Willow Desert

Description
Botanical Name: 
Chilopsis linearis

Native to California, Mexico, and Texas.  Desert Willow is a fast growing and attractive ornamental shrub or tree with showy blooms and willow like leaves.  The leaves are opposite, or alternate, linear or linear-lanceolate 2" to 5" long. Medium green in color.  Bark is grayish brown and becomes shaggy and twisted with age.  Often multi-trunked, it can be trained as a single trunk tree.  It has a fast growth rate and is drought tolerant.  Fruit is a long woody capsule containing many flattened, oval, and feathery winged seeds 1/4" long.  Easily reseeds itself in irrigated areas.

Plant Characteristics
Plant Category: 
Trees-Shade & Ornamental
Name: 
Willow Desert
Plant Type: 
Deciduous
Flower: 
Fragrant and showy trumpet-shaped flowers, borne in many-flowered terminal racemes.
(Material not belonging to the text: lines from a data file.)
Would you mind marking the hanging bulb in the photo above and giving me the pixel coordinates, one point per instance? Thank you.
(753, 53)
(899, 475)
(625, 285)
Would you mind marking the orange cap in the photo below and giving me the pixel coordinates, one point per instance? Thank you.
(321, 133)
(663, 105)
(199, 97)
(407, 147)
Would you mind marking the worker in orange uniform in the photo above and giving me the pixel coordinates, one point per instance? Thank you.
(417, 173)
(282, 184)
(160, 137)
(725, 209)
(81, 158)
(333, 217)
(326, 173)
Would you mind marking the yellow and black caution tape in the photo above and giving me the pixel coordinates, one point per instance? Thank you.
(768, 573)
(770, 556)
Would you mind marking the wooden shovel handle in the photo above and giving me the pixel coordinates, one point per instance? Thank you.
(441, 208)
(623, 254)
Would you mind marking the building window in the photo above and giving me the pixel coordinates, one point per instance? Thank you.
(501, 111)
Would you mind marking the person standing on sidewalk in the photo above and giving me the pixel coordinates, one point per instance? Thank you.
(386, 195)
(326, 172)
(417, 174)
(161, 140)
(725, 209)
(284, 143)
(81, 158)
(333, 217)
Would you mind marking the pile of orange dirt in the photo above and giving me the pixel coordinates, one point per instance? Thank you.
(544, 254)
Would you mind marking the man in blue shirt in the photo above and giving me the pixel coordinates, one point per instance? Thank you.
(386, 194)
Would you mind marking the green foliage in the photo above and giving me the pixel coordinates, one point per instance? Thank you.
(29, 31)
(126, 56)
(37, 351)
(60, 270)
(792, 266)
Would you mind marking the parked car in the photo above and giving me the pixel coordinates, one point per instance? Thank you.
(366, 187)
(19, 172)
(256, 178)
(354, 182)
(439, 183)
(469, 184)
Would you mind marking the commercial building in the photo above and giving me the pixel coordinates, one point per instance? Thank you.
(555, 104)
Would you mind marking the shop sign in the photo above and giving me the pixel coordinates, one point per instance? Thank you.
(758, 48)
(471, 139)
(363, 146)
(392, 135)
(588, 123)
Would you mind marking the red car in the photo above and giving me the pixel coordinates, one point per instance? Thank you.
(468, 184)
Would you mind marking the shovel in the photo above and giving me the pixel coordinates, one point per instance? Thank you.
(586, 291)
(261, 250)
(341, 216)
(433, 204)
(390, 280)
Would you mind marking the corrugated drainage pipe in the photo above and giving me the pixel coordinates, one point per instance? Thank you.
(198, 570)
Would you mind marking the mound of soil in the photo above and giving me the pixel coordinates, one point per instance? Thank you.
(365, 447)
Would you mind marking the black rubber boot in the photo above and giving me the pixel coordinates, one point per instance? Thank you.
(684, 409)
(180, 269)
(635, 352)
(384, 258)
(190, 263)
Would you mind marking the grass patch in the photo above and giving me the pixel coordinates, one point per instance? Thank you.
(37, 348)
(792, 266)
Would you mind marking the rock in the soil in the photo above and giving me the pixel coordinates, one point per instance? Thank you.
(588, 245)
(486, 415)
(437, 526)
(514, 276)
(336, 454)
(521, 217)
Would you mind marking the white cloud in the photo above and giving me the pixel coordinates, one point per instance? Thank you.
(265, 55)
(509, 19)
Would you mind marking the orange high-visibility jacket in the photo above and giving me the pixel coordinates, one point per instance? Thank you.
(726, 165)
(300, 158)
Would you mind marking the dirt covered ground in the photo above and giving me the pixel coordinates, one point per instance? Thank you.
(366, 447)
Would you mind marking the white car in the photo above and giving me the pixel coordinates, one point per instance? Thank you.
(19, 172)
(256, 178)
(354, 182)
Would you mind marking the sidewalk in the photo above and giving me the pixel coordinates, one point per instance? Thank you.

Variously colored from pale pink or white to deep rose, often having pink or purplish stripes on the throat
Mature Size: 
30' tall x 20' wide.
Water: 
Very low once established
Exposure:: 
Full sun
Spacing: 
10'
Soil Type: 
Clay; loam; sand; alkaline; well drained
Planting Time: 
Any season
Comments
Comments: 

Makes a good screen or specimen tree. It is very useful in erosion contol and extremely drought tolerant.